Monday, March 2, 2009

Please pass the salt

This weekend I managed to get to SPA for about an hour which also means I managed to snag some fabulous new yarn. I was hoping to hang out for the day but I was in more pain than usual to start my day. I have gotten better at accepting changes to my plans and realizing that just to do part of it is something to celebrate. Still, it will take some time to really get used to being fully okay with having a disability and all that it brings. There are times when I still feel like I'm in complete shock.

I've already started work on a sport weight shawl in a soft wool I bought from a local spinner at SPA. pictured below I was the most excited to get some more "bunny", actually a blend of angora and wool and it was enough for an entire sweater!

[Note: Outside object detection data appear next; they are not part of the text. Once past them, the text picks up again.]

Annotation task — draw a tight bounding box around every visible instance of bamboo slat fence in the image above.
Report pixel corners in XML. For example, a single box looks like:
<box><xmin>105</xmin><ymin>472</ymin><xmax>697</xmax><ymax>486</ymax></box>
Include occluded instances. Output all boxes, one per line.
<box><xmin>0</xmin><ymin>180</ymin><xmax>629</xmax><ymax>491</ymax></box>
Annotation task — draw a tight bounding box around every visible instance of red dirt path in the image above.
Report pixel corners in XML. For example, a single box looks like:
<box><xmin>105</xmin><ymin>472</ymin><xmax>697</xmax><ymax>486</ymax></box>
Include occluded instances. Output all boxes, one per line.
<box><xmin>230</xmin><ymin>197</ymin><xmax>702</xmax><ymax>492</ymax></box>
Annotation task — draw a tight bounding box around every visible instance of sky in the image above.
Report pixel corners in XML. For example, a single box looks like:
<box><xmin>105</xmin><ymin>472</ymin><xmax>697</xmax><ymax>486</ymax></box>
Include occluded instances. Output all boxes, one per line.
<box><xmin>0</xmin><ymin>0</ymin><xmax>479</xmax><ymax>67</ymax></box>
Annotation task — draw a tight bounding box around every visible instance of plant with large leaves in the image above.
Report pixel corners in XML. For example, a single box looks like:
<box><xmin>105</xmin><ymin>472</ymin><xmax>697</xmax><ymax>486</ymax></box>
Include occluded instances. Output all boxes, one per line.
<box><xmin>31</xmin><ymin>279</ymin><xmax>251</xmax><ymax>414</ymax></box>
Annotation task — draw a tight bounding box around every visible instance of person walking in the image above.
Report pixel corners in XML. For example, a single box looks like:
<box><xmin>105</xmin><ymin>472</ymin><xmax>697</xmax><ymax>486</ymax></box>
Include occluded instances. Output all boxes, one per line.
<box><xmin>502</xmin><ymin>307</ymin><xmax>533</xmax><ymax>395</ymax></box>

A while ago I wrote about my breakdown at a yarn store when I went only to buy one skein of yarn for a scarf but ended up buying a lot more. I finished the scarf and have worn it to comfort myself at work when only something soft and squishy will do. I took a pic of it modeled by my Valentine Teddy Bear. He came in the mail from the Vermont Teddy Bear Co, a gift from Eric. He has the cutest shirt, which says "Knit Happens". He's also wearing his own little scarf that I made in the same pattern as mine from stash yarn.

My biggest knitting accomplishment of late is my Lett-Lopi vest. When I started it I wasn't sure which yarn I was going to use in the fair isle. The only thing I was sure of was that I was going to use stash yarn, since I have been challenging myself to use stash yarn whenever possible. I LOVE this vest!

Since my last post I have opened the Pandora's box on my illness. I can't honestly say whether I'm glad to know what it is or not. Unfortunately, I got two illnesses for the price of one, both with the potential to leave me disabled. My fierce determination to beat one illness faltered a bit when I realized that I could beat one only to be brought down by the other. I was quite sure I would be diagnosed with RSD/CRPS even though I hoped beyond hope that it would be something treatable instead. I was diagnosed with that and also with a rare disease called Postural Orthostatic Tachycardia Syndrome- POTS. It sounds completely ridiculous to say actually. Yes, I have the POTS. Right now I am trying to treat the POTS with fluid and salt. Lots and lots of salt! I can't help but acknowledge the irony of trying to be healthy only to find out it can make things worse. The POTS does explain some things that the RSD didn't and I guess I am glad to know that part of things. It is the POTS that has forced me off my treadmill and has made me sick so often when RSD wouldn't have. In a nutshell, my heart rate spikes dramatically when I stand up (or sometimes even when I'm lying down) and causes dizziness, confusion, and most noticeably an inability to regulate my body temp. Even the RSD has been a little easier to hide, except for my limp. I'm keeping this quiet at work since it is clear that coming out with it could have devastating consequences. Although people can see that I limp and know that I've been undergoing testing, they don't know how much difficulty I'm having. As long as I can do my job, it shouldn't matter to anyone anyway. I'm continuing to take things one day a at a time while I do my best to control the effects this has on my daily life.

Most days, I'm just glad that I accomplish as much as I do with the additional challenges. Even today when I went out to snow blow not only my driveway, but my neighbor's as well, I was grateful that I was doing it. Last week the whole time I was snow blowing I had this stupid grin on my face because I was actually DOING IT! There were times I believed I'd never snow blow again. Some of my neighbors looked ready to suffocate themselves in a snow bank while I blissfully buzzed around with the snow blower. It was plain to see how easily we take those things for granted. I always pay for those efforts with extra pain but I try to keep doing everything that I can. The pain is inevitable either way, but it's a whole lot easier to handle the pain when I feel like I earned it with hard work.

1 comment:

Bridget said...

Sorry I missed you at Spa. You have a lot to deal with - your attitude is amazing and that will help. I wish there was something I could do to help.